Hier sind Unterscheidungen vonnöten.
In unseren Tagen haben sich die Vorkämpfer der IV. Revolution unter den
verschiedensten Formen über die ganze Welt ausgebreitet und zeigen fast überall
eine deutliche Wachstumstendenz.
In diesem Sinne entwickelt sich die
IV. Revolution zwar in einem vielversprechenden Crescendo für die, die sie
herbeiwünschen, denen aber, die gegen sie ankämpfen, muß dies bedrohlich
erscheinen. Es wäre natürlich übertrieben, wollte man behaupten, daß die Dinge
heute in der früheren UdSSR schon völlig nach dem Bilde der IV Revolution
geprägt seien und daß da keine Spur mehr von der III. Revolution übriggeblieben
sei.
Wenn die N. Revolution auch
politische Aspekte trägt, so handelt es sich doch um eine Revolution, die sich
selbst als „kulturell" begreift, d.h. grob gesagt alle Aspekte des
menschlichen Daseins umfaßt. Die politischen Konflikte, zu denen es eventuell
zwischen den Nationen, die einst UdSSR bildeten, kommt, können die IV.
Revolution stark beeinflussen. Sie werden jedoch kaum die Ereignisse, d.h.
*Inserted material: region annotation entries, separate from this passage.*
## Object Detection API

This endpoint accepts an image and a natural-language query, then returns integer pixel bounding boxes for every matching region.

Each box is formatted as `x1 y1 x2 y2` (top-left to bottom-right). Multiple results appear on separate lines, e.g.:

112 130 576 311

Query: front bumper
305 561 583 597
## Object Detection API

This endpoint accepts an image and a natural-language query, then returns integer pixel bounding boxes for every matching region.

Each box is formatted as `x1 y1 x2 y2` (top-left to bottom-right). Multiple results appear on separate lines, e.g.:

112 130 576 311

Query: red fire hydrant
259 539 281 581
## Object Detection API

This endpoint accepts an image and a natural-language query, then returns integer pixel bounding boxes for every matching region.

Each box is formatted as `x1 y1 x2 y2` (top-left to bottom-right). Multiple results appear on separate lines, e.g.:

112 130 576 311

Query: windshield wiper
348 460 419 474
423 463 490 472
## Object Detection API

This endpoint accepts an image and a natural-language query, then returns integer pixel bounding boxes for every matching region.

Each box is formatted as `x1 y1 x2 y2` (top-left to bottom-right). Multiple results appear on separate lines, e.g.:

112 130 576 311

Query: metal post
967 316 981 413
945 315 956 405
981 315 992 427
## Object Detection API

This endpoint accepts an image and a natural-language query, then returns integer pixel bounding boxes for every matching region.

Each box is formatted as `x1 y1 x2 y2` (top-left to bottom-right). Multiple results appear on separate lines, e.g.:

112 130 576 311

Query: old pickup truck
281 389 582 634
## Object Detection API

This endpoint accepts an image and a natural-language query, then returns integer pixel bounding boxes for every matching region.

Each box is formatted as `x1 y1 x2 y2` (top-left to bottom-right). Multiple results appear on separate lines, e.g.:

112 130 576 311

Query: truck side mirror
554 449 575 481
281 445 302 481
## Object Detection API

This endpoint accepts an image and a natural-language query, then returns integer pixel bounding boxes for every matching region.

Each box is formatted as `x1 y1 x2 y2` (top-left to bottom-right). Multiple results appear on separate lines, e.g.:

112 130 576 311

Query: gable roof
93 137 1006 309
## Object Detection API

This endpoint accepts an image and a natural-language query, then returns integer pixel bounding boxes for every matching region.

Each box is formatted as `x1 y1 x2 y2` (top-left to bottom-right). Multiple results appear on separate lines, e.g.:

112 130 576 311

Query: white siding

alles menschliche Handeln, das die „Kulturrevolution" ausmacht, nachhaltig
beherrschen.
Und wie steht es um die öffentliche
Meinung in diesen Ländern, die bis gestern noch sowjetisch waren (und zu einem
guten Teil noch heute von früheren Kommunisten regiert werden)? Hat sie nichts
dazu zu sagen? Schließlich hat sie nach Revolution und Gegenrevolution bei den
vorausgegangenen Revolutionen eine entscheidende Rolle gespielt.
Die Antwort auf diese Frage ergibt
sich aus weiteren Fragen: Gibt es in diesen Ländern denn überhaupt eine
öffentliche Meinung? Kann die Öffentlichkeit für einen systematischen
revolutionären Prozeß eingesetzt werden? Sollte dies nicht der Fall sein, wie
sehen dann die Pläne der höchsten nationalen und internationalen
Kommunistenführer im Hinblick auf die Richtung aus, die dieser öffentlichen
Meinung zu geben ist?
Diese Fragen sind nicht leicht zu
beantworten, denn in diesem Moment erscheint die öffentliche Meinung in den
früheren Sowjetstaaten natürlich äußerst schlaff, amorph, wie gelähmt unter der
Last einer 70jährigen totalen Diktatur, wo sich der einzelne in vielen
Situationen fürchten mußte, seinen nächsten Verwandten oder seinem engsten
Freund die eigene religiöse oder politische Meinung mitzuteilen, denn eine
heimliche oder offene, wahrheitsgetreue oder verleumderische Anzeige war
wahrscheinlich und konnte zu endloser Zwangsarbeit in den eisigen Steppen
Sibiriens führen. Auf jeden Fall aber muß auf diese Fragen eine Antwort
gefunden werden, bevor wir zur Erstellung von Prognosen über den zukünftigen
Verlauf der Dinge im früheren Sowjetlager übergehen.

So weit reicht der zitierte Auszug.